Il Papa torna su un punto incontrovertibile. “Se c'è qualcosa che abbiamo potuto imparare in tutto questo tempo, è che nessuno si salva da solo. Le frontiere cadono, i muri si sgretolano e tutti i discorsi fondamentalisti si dissolvono di fronte a una presenza quasi impercettibile che manifesta la fragilità di cui siamo fatti”. “È urgente – insiste –discernere e trovare il polso dello Spirito”, quello che può “dare impulso, insieme ad altri, alle dinamiche che possono testimoniare e canalizzare la vita nuova che il Signore vuole generare in questo momento concreto della storia”. Per Francesco “questo è il tempo favorevole del Signore, che ci chiede di non accontentarci o di non accontentarci e ancor meno di giustificarci con logiche sostitutive o palliative che ci impediscono di assumere l'impatto e le gravi conseguenze di ciò che stiamo vivendo. Questo è il momento giusto per incoraggiare una nuova immaginazione del possibile con il realismo che solo il Vangelo può dare”

Riscrivere bene la storia

"Un'emergenza come COVID-19 è sconfitta prima di tutto dagli anticorpi della solidarietà”, ricorda il Papa utilizzando l’espressione contenuta nel documento “Pandemia e fraternità universale” pubblicato dalla Pontificia Accademia per la Vita lo scorso 30 marzo. “Una lezione – prosegue – che spezzerà tutto il fatalismo in cui eravamo immersi e ci permetterà di sentirci di nuovo architetti e protagonisti di una storia comune e, quindi, di rispondere insieme a tanti mali che affliggono milioni di fratelli in tutto il mondo. Non possiamo permetterci di scrivere la storia presente e futura con le spalle rivolte alle sofferenze di tanti”.

Le giuste risposte

Il Papa ha una certezza: “Se ci comporteremo come un unico popolo, anche di fronte alle altre epidemie che ci affliggono, potremo avere un impatto reale”. E una serie di domande dalle cui risposte il pianeta potrà rinascere. “Riusciremo ad agire responsabilmente di fronte alla fame che tanti soffrono, sapendo che c'è cibo per tutti? Continueremo a guardare dall'altra parte con il silenzio complice di fronte a quelle guerre alimentate dal desiderio di dominio e di potere?
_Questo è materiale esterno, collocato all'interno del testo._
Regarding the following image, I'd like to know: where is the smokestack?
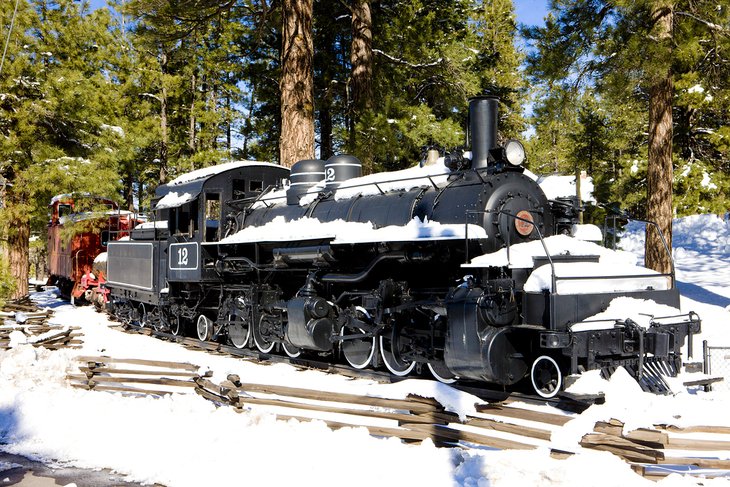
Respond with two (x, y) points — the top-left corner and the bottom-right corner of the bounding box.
(469, 96), (499, 169)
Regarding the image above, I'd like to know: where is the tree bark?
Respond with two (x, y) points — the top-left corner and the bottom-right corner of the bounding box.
(279, 0), (314, 167)
(350, 0), (374, 174)
(159, 52), (169, 184)
(645, 5), (673, 273)
(6, 188), (30, 299)
(350, 0), (373, 112)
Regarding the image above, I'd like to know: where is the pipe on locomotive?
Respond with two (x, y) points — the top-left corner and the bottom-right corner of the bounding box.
(469, 96), (499, 169)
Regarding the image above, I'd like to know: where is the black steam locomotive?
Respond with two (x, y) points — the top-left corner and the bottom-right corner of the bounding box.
(107, 98), (699, 397)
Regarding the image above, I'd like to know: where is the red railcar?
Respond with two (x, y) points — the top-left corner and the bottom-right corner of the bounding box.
(48, 193), (140, 301)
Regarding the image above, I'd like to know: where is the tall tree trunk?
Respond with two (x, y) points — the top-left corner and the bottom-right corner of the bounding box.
(279, 0), (314, 167)
(350, 0), (373, 113)
(350, 0), (374, 174)
(124, 173), (134, 211)
(319, 96), (334, 161)
(6, 188), (30, 299)
(188, 73), (198, 155)
(645, 5), (673, 273)
(159, 52), (169, 184)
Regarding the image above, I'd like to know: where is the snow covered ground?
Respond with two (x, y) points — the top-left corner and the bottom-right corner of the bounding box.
(0, 216), (730, 487)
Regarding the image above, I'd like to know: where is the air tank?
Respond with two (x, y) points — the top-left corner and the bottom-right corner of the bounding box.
(324, 154), (362, 191)
(286, 159), (325, 205)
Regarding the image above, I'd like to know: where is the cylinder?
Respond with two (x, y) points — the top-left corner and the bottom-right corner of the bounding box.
(469, 96), (499, 169)
(286, 159), (324, 205)
(324, 154), (362, 190)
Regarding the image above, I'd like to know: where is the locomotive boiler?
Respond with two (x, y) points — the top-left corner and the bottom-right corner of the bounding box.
(108, 97), (700, 397)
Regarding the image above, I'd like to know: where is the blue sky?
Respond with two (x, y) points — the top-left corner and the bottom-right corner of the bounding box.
(514, 0), (548, 25)
(90, 0), (548, 25)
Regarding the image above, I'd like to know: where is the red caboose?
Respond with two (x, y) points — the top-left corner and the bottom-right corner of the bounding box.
(48, 193), (139, 301)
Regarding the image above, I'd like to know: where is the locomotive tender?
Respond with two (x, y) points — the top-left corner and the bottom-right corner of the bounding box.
(107, 97), (699, 397)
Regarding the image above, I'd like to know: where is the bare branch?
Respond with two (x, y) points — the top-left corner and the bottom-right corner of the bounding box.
(373, 49), (444, 68)
(674, 11), (730, 35)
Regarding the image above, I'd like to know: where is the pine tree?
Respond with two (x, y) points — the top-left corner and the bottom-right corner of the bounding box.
(526, 0), (727, 272)
(0, 0), (121, 297)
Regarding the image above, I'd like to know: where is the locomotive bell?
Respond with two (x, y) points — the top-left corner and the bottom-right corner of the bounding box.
(324, 154), (362, 191)
(469, 96), (499, 169)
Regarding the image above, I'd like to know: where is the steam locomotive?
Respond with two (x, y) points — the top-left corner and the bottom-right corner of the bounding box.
(101, 97), (700, 397)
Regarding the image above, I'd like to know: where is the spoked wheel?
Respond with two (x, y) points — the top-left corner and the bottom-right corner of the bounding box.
(428, 360), (456, 384)
(170, 316), (185, 336)
(195, 315), (213, 342)
(228, 314), (251, 348)
(152, 308), (167, 331)
(530, 355), (563, 399)
(380, 328), (416, 377)
(281, 342), (302, 358)
(137, 303), (150, 328)
(253, 316), (276, 353)
(340, 326), (376, 370)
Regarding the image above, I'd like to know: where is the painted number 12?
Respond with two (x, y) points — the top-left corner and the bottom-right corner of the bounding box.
(177, 247), (188, 267)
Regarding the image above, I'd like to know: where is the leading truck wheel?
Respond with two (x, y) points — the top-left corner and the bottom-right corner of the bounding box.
(530, 355), (563, 399)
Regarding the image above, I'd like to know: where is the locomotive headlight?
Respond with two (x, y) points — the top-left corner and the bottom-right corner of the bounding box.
(504, 139), (525, 166)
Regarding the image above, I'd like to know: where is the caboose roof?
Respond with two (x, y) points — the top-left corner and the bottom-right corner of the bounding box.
(155, 161), (286, 210)
(167, 161), (282, 186)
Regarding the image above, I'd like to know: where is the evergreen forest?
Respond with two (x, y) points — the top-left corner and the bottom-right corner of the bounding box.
(0, 0), (730, 295)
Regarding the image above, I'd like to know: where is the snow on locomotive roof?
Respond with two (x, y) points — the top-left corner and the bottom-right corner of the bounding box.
(462, 235), (636, 269)
(167, 161), (283, 186)
(220, 216), (487, 244)
(155, 191), (200, 210)
(134, 220), (167, 230)
(253, 157), (451, 208)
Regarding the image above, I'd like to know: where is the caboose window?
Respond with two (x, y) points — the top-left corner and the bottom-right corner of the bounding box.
(249, 180), (264, 193)
(232, 179), (246, 200)
(205, 193), (221, 242)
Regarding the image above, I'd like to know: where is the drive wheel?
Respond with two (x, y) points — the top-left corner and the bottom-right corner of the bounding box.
(253, 316), (276, 353)
(340, 325), (376, 370)
(170, 315), (185, 336)
(380, 328), (416, 377)
(530, 355), (563, 399)
(281, 342), (302, 358)
(228, 314), (251, 348)
(195, 315), (213, 342)
(137, 303), (150, 328)
(428, 360), (457, 384)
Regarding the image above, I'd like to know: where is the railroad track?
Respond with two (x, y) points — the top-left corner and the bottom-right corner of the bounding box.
(68, 348), (730, 480)
(122, 324), (604, 413)
(0, 298), (83, 350)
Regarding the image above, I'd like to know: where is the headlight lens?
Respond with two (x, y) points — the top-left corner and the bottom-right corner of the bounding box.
(504, 139), (525, 166)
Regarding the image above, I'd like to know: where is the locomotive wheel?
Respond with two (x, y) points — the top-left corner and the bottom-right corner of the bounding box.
(170, 316), (185, 336)
(253, 316), (276, 353)
(228, 315), (251, 348)
(137, 303), (150, 328)
(428, 361), (456, 384)
(530, 355), (563, 399)
(380, 330), (416, 377)
(340, 326), (375, 370)
(195, 315), (213, 342)
(281, 342), (302, 358)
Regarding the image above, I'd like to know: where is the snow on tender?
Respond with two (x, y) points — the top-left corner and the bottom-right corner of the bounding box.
(0, 216), (730, 487)
(462, 235), (637, 269)
(523, 262), (671, 294)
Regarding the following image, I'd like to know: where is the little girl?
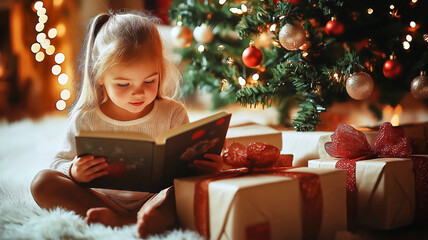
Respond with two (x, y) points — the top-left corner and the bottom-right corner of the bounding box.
(31, 9), (221, 237)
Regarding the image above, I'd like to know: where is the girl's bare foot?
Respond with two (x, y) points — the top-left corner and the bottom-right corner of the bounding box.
(85, 207), (136, 227)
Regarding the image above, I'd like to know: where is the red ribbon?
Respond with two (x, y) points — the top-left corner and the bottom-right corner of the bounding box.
(193, 167), (323, 239)
(324, 122), (428, 228)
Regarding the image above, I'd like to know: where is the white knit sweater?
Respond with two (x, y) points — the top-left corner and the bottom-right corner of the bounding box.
(51, 99), (189, 210)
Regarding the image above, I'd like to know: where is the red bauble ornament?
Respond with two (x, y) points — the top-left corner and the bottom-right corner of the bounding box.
(325, 18), (345, 37)
(242, 46), (263, 68)
(383, 55), (403, 79)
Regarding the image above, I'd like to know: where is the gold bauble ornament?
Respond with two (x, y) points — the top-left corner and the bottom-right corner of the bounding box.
(278, 23), (306, 51)
(170, 26), (193, 48)
(346, 72), (374, 100)
(410, 71), (428, 98)
(193, 23), (214, 43)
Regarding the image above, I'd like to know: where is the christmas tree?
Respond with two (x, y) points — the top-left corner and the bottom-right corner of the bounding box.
(170, 0), (428, 131)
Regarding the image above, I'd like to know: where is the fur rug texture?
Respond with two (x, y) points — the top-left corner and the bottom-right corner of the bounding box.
(0, 116), (202, 239)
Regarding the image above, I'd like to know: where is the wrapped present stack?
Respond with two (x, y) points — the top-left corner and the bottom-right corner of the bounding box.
(308, 123), (428, 229)
(174, 143), (347, 239)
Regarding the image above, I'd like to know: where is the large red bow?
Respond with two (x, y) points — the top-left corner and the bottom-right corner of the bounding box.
(325, 122), (412, 160)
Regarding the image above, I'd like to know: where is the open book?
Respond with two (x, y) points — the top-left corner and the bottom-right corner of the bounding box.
(76, 111), (231, 192)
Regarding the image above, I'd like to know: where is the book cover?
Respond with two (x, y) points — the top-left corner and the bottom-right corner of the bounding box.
(75, 111), (231, 192)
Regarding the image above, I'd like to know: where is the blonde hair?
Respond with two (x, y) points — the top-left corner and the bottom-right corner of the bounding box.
(71, 11), (181, 114)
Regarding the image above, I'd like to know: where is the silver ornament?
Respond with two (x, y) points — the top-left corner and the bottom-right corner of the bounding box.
(193, 23), (214, 43)
(279, 23), (306, 51)
(410, 72), (428, 98)
(346, 72), (374, 100)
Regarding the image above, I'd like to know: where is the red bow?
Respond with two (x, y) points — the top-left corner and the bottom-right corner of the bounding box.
(325, 122), (412, 160)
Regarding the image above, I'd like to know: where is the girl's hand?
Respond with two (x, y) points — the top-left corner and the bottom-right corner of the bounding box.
(70, 155), (108, 182)
(189, 153), (225, 174)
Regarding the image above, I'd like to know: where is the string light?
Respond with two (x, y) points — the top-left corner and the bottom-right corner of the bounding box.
(238, 77), (247, 86)
(55, 53), (65, 64)
(403, 41), (410, 50)
(58, 73), (68, 85)
(56, 100), (67, 111)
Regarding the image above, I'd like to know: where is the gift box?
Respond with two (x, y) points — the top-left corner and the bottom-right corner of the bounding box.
(174, 168), (347, 239)
(308, 158), (415, 229)
(308, 123), (428, 229)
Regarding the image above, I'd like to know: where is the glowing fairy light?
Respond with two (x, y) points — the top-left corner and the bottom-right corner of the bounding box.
(36, 23), (45, 32)
(238, 77), (247, 86)
(48, 28), (58, 38)
(46, 45), (55, 55)
(403, 41), (410, 50)
(34, 1), (43, 11)
(56, 100), (67, 111)
(251, 73), (260, 81)
(55, 53), (65, 64)
(52, 65), (61, 76)
(198, 44), (205, 53)
(58, 73), (68, 85)
(31, 43), (40, 53)
(60, 89), (71, 100)
(35, 52), (45, 62)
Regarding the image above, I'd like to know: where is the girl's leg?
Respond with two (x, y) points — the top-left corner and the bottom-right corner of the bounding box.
(137, 187), (177, 238)
(31, 170), (136, 226)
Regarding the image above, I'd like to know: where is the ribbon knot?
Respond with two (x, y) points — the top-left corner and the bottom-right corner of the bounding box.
(324, 122), (412, 160)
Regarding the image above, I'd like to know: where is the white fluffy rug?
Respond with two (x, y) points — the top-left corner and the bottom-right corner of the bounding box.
(0, 117), (202, 239)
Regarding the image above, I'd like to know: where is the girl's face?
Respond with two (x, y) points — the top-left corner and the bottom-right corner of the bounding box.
(101, 59), (160, 121)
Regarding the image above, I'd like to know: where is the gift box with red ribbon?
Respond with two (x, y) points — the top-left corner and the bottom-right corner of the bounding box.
(308, 123), (428, 229)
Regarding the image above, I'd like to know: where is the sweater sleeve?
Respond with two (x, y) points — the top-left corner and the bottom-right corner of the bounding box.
(50, 112), (78, 177)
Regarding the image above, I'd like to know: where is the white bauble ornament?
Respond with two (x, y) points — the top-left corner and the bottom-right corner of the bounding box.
(170, 26), (193, 48)
(193, 24), (214, 43)
(279, 23), (306, 51)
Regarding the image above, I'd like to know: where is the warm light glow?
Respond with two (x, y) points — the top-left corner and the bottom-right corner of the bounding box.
(48, 28), (58, 38)
(252, 73), (260, 81)
(226, 57), (234, 64)
(36, 52), (45, 62)
(241, 4), (248, 12)
(54, 0), (64, 7)
(34, 1), (43, 11)
(403, 41), (410, 50)
(31, 43), (40, 53)
(36, 23), (45, 32)
(41, 39), (51, 49)
(46, 45), (55, 55)
(52, 65), (61, 76)
(37, 7), (46, 17)
(60, 89), (71, 100)
(198, 44), (205, 53)
(55, 53), (65, 64)
(269, 23), (276, 32)
(238, 77), (247, 86)
(56, 100), (67, 111)
(39, 15), (48, 23)
(56, 23), (66, 37)
(36, 33), (46, 43)
(58, 73), (68, 85)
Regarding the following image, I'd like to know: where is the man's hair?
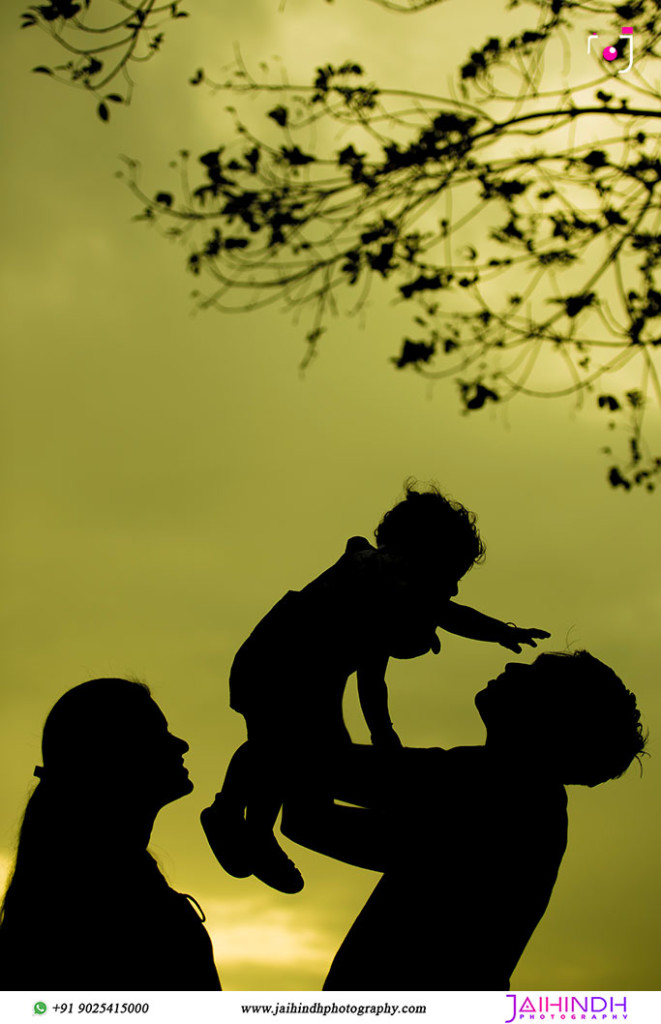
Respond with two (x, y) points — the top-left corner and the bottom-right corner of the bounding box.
(537, 650), (647, 786)
(374, 481), (485, 578)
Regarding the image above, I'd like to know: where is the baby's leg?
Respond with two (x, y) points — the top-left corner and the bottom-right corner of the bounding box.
(200, 742), (255, 879)
(202, 739), (303, 893)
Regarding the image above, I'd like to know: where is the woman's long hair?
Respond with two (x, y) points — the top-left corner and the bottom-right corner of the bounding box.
(0, 679), (151, 938)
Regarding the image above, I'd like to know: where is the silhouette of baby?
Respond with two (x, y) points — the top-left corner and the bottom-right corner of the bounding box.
(202, 486), (548, 893)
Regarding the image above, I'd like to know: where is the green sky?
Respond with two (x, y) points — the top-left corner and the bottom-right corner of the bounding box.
(0, 0), (661, 990)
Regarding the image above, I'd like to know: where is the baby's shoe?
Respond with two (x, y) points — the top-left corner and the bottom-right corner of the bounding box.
(251, 833), (305, 894)
(200, 793), (253, 879)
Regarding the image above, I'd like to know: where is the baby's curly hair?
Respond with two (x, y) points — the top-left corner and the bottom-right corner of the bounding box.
(374, 480), (486, 579)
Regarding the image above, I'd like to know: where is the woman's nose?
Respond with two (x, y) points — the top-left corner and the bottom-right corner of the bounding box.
(172, 736), (190, 754)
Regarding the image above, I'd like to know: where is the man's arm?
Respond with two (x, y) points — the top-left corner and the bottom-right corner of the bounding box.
(280, 801), (391, 871)
(438, 601), (550, 654)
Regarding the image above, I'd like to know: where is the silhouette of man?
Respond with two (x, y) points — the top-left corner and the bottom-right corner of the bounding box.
(282, 651), (645, 991)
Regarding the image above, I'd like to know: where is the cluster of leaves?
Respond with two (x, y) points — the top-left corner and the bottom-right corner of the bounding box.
(21, 0), (188, 121)
(119, 0), (661, 489)
(24, 0), (661, 489)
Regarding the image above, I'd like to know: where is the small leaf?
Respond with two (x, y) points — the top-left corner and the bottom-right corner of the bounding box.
(268, 106), (289, 128)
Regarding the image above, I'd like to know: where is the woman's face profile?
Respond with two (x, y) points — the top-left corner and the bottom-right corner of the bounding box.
(125, 697), (193, 807)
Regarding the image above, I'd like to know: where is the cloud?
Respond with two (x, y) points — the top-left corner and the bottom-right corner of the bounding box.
(204, 899), (328, 968)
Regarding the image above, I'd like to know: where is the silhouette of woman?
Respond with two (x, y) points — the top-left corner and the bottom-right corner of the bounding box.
(0, 679), (220, 991)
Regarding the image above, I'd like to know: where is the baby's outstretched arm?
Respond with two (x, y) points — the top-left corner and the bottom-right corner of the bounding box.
(438, 601), (550, 654)
(357, 654), (401, 746)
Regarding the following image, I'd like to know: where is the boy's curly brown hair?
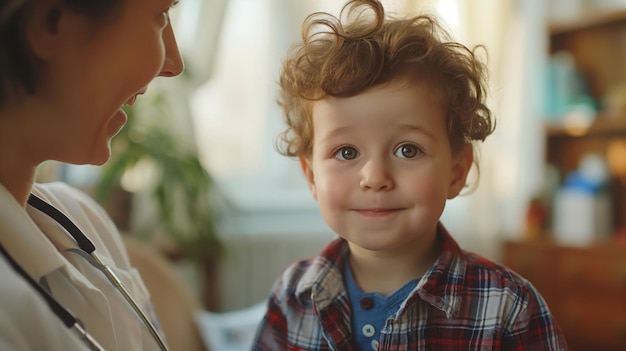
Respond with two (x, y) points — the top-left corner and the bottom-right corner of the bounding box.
(276, 0), (495, 158)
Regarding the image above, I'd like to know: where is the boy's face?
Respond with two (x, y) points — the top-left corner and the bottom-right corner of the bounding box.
(302, 81), (472, 252)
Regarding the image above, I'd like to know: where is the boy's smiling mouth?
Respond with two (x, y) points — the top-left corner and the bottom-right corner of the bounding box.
(354, 208), (402, 217)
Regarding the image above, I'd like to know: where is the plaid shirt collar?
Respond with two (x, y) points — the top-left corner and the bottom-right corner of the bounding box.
(295, 223), (466, 318)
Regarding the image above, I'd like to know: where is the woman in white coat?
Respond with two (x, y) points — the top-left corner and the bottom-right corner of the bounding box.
(0, 0), (183, 350)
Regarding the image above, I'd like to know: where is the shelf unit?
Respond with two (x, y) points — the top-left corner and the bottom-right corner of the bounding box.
(545, 10), (626, 234)
(503, 10), (626, 351)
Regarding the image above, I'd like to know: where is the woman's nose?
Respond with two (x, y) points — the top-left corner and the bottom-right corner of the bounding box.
(159, 24), (185, 77)
(359, 161), (394, 191)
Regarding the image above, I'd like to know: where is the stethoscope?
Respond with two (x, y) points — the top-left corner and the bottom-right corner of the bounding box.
(0, 194), (167, 351)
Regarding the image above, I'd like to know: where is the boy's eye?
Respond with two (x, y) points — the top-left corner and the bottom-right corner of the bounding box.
(394, 144), (421, 158)
(335, 146), (359, 161)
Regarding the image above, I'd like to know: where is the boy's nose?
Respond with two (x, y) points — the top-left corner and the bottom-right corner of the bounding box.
(359, 161), (394, 191)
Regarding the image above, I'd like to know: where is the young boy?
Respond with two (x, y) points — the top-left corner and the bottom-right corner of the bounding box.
(253, 0), (567, 351)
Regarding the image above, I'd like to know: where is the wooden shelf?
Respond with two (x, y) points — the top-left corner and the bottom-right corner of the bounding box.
(548, 9), (626, 36)
(546, 114), (626, 138)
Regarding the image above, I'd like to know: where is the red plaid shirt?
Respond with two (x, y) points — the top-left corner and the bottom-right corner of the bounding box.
(252, 225), (567, 351)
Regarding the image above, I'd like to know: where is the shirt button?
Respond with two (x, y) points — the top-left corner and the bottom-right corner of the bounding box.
(361, 324), (376, 338)
(360, 297), (374, 310)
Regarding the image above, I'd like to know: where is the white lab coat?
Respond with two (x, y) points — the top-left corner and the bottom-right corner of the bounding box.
(0, 183), (162, 351)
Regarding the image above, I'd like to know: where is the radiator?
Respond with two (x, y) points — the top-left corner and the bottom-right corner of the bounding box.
(217, 232), (333, 311)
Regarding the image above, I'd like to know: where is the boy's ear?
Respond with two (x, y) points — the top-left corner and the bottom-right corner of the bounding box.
(448, 144), (474, 199)
(300, 157), (317, 201)
(26, 0), (67, 61)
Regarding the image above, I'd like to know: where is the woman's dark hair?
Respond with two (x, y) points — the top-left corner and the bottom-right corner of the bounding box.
(0, 0), (125, 106)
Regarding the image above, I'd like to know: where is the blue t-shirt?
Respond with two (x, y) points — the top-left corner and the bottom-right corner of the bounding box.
(344, 264), (419, 351)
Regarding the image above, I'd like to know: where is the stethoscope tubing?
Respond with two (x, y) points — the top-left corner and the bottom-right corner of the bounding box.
(0, 245), (104, 351)
(28, 194), (168, 351)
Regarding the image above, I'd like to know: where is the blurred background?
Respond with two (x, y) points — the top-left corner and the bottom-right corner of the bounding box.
(39, 0), (626, 350)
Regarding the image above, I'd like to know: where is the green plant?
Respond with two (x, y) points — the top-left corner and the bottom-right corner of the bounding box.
(94, 84), (223, 258)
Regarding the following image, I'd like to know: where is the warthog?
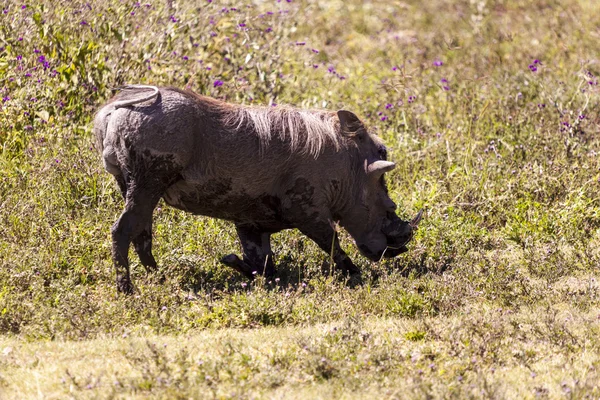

Saremo disposti a cambiare gli stili di vita che fanno sprofondare così tanti nella povertà, promuovendo e incoraggiandoci a condurre una vita più austera e umana che consenta un'equa distribuzione delle risorse?”. Come comunità internazionale “adotteremo le misure necessarie per fermare la devastazione dell'ambiente o continueremo a negare l'evidenza? La globalizzazione dell'indifferenza continuerà a minacciare e a tentare il nostro cammino... Che ci trovi gli anticorpi necessari della giustizia, della carità e della solidarietà”.

“Non abbiamo paura – conclude - di vivere l'alternativa della civiltà dell'amore, che è "una civiltà della speranza: contro l'angoscia e la paura, la tristezza e lo scoraggiamento, la passività e la stanchezza". La civiltà dell'amore si costruisce ogni giorno, ininterrottamente. Richiede l'impegno di tutti. Essa presuppone, quindi, una comunità impegnata di fratelli”.